We are providing here a pipeline to create, upload and analyse long format recordings using the Zooniverse citizen science platform.
We have an open project aimed at adding vocal maturity labels to segments LENA labeled as being key child in Zooniverse (https://www.zooniverse.org/projects/chiarasemenzin/maturity-of-baby-sounds).
If you would like your data labeled with this project, here is what you’d need to do.
- Get in touch with us, so we know you are interested!
- Have someone trustworthy & with some coding skills (henceforth, the RA) create a database using the formatting instructions (see :ref:`format`).
- Have the RA create an account on Zooniverse (top right of zooniverse.org) for them and yourself, & provide us with both handles. The RA should first update the team section to add you (have ready a picture and a blurb). The RA can also add your institution’s logo if you’d like. Both of these are done in the lab section.
- The RA will then follow the instructions in the present README to create subjects and push up your data – see below.
- We also ask the RA to pitch in and help answer questions in the forum, at least one comment a day.
- You can visit the stats section to look at how many annotations are being done.
You can also use this code and your own knowledge to set up a new project of your own. We provide a tutorial for creating a campaign of classification using Zooniverse and ChildProject.
.. clidoc:: child-project zooniverse --help
The extract-chunks
pipeline creates wav and mp3 files for each chunk of audio to be classified on Zooniverse.
It also saves a record of all these chunks into a CSV dataframe.
This record can then be provided to the upload-chunks
command, in order to upload
the chunks to zooniverse.
..note:
``extract-chunks`` will require the list of segments to classify, which are provided as a CSV dataframe with three columns: ``recording_filename``, ``segment_onset``, and ``segment_offset``. The path to this dataframe has to be specified with the ``--segments`` parameter. The list of segments can be generated with any of the samplers we provide (see :ref:`samplers`), but custom lists may also be provided.
Optionally, the segments provided to the pipeline can be split into chunks of the desired duration. By setting this duration to sufficently low values (e.g. 500 milliseconds), one can ensure that no meaningful information could be recovered while listening to the audio on Zooniverse. This is useful when the segments of audio provided to the pipeline may contain confidential information.
.. clidoc:: child-project zooniverse extract-chunks /path/to/dataset --help
If it does not exist, DESTINATION is created. Audio chunks are saved in
wav and mp3 in DESTINATION/chunks
. Metadata is stored in a CSV file
into DESTINATION/
.
The output dataframe will contain the following columns:
index | self-generated integer index |
recording_filename | recording from which the chunk as extracted |
onset | onset timestamp of the chunk within the recording |
offset | offset timestamp of the chunk within the recording |
segment_onset | onset timestamp of the segment from which the chunk was extracted |
segment_offset | offset timestamp of the segment from which the chunk was extracted |
wav | name of the wav file |
mp3 | name of the mp3 file |
date_extracted | date at which the chunk was extracted |
uploaded | boolean flag set to True if the chunk was uploaded to Zooniverse, False otherwise |
project_id | zooniverse project ID |
subject_set | name of the Zooniverse subject set |
zooniverse_id | subject's Zooniverse ID |
keyword | custom keyword provided by the user to label the chunks |
Once the chunks have been extracted, the next step is to upload them to Zooniverse. Note that due to quotas, it is recommended to upload only a few at time (e.g. 1000 per day).

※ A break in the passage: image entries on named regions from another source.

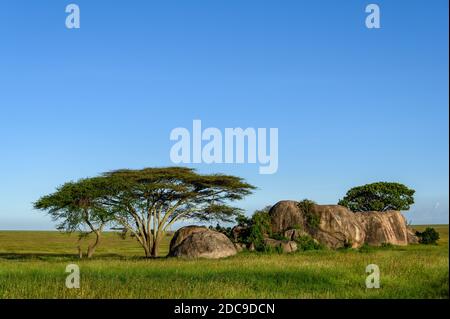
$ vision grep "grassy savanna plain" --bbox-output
[0,225,449,298]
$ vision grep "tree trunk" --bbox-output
[87,231,101,258]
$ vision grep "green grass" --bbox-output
[0,225,449,298]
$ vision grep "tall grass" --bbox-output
[0,226,449,298]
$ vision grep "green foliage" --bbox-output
[416,227,440,245]
[235,213,252,227]
[295,235,323,251]
[338,182,415,212]
[297,199,320,230]
[35,167,255,257]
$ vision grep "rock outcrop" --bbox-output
[269,201,417,248]
[169,226,237,259]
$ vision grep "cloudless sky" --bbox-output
[0,0,449,229]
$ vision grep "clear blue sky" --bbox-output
[0,0,449,229]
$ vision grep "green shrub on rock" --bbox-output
[416,227,440,245]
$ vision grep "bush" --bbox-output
[338,182,415,212]
[295,235,323,251]
[297,199,320,230]
[416,227,440,245]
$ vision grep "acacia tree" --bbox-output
[102,167,255,257]
[34,178,112,258]
[338,182,415,212]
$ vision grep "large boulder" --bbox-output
[169,226,237,259]
[269,201,417,248]
[354,211,408,246]
[170,225,208,250]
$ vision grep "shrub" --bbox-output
[298,199,320,230]
[209,223,232,238]
[338,182,415,212]
[245,208,272,251]
[416,227,440,245]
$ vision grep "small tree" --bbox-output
[34,178,112,258]
[416,227,440,245]
[103,167,255,257]
[338,182,415,212]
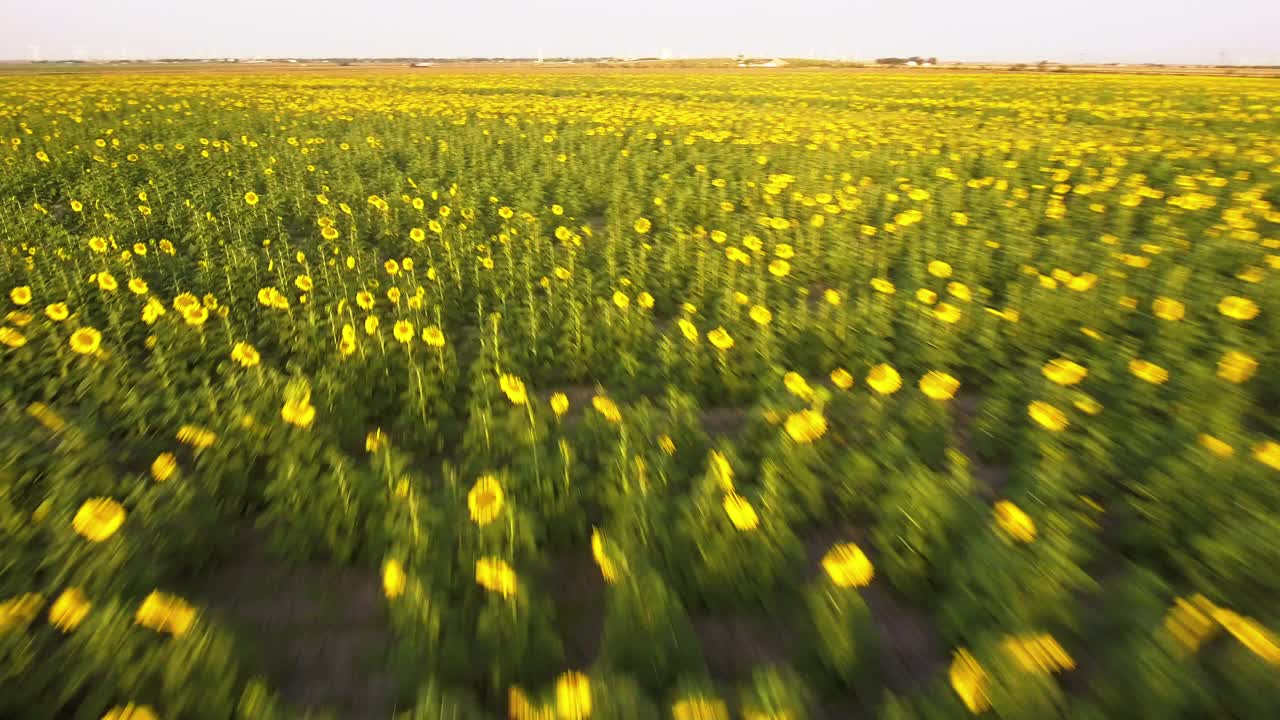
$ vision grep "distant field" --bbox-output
[0,64,1280,720]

You will need to provide the numerical id of your Zooniverse project, as well as your Zooniverse credentials.
child-project zooniverse upload-chunks
uploads as many batches of audio chunks as specified to Zooniverse, and
updates the chunks metadata accordingly, by setting the zooniverse_id field and uploaded to True.
.. clidoc:: child-project zooniverse upload-chunks /path/to/dataset --help
.. clidoc:: child-project zooniverse retrieve-classifications /path/to/dataset --help
Retrieve classifications and save them as DESTINATION
.
The optional --chunks
parameter can be used to match the classifications with the chunks metadata. Only the classifications
that match the metadata will be saved.
Warning
Retrieving chunks may take a long time for large projects.